Rabbi Mendel Rivkin of Chabad-Lubavitch of Louisiana says there will be a glatt (strictly) kosher food cart on the fifth floor concourse of the Superdome in New Orleans, where the much-anticipated Super Bowl XLVII (47) match is taking place.
Rivkin says that in addition to the kosher food cart, which is supervised under the Louisiana Kosher Committee and set up outside Section 543, there are also two kosher restaurants under LKC. Both the Kosher Cajun and the Casablanca eateries deliver to locations downtown and in the French Quarter, he told Chabad.org.
In addition, Rivkin’s own organization is willing to help out with special needs, he says.

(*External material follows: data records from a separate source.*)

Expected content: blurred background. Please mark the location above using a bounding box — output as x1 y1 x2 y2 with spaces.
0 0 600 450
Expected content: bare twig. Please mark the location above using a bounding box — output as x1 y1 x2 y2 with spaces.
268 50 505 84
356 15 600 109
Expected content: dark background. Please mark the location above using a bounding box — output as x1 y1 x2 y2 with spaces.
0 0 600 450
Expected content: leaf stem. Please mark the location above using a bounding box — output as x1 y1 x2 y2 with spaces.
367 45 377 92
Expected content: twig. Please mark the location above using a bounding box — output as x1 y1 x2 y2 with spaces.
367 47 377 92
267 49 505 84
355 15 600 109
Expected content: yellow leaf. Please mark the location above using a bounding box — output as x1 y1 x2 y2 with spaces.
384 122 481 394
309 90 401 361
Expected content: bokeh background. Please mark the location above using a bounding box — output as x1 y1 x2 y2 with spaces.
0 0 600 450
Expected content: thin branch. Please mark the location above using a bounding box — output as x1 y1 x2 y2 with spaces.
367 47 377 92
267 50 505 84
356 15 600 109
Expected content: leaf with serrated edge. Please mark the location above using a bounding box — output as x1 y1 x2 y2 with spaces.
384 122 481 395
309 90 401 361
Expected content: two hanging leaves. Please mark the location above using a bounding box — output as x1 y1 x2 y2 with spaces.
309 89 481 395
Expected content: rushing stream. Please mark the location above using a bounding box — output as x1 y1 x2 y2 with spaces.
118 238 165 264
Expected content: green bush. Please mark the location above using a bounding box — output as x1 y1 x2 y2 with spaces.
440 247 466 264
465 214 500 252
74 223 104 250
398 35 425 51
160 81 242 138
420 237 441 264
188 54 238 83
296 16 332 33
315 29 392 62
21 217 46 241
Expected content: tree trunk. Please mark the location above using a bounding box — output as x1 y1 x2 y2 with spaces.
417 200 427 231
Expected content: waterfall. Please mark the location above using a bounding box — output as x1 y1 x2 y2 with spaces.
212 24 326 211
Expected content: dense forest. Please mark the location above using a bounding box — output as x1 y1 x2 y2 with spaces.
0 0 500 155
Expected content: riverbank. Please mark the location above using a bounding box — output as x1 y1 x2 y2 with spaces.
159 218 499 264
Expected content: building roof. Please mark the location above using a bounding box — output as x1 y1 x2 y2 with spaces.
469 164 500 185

Held this year in New Orleans, the San Francisco 49ers will face the Baltimore Ravens as millions of people in the United States – and around the world – watch to see which team becomes the NFL (National Football League) Champions of 2013. The fortunate, of course, will have seen to it long ago that they have tickets to be there in person, and will have already arrived last week.
There are special traditions to uphold, even for the novices among the viewers, you understand. One must have the proper kavana -- intent -- in mind. The proper fast foods, the proper junk foods, the proper beverages (read: soft drinks for the children, beer for the adults), the proper equipment (read: sofa, recliner, cushy armchair, large-screen television, remote, remote, remote....) -- you get the picture.
In terms of the economy, most major corporations focus a solid percentage of the advertising budgets on this event as well, building market share and public relations collateral on the ad campaigns created just for the game. There are entire competitions between the ad agencies that are held to see which campaigns were the most popular, most successful and drew the most viewers – some of them run for months and even years later on YouTube.
The parties begin long before kickoff time, set for 6:30 p.m. ET. Americans around the country spend an entire week preparing for the event, with some media outlets focusing their issues and web sites on special recipes and party planning tips for the day.
Jewish football fans – including Orthodox Jewish football fans – are by no means immune. Quiet Super Bowl Sunday parties, and some more boisterous ones held by the unrepentant, are held in homes and kosher eateries both in the U.S. and abroad.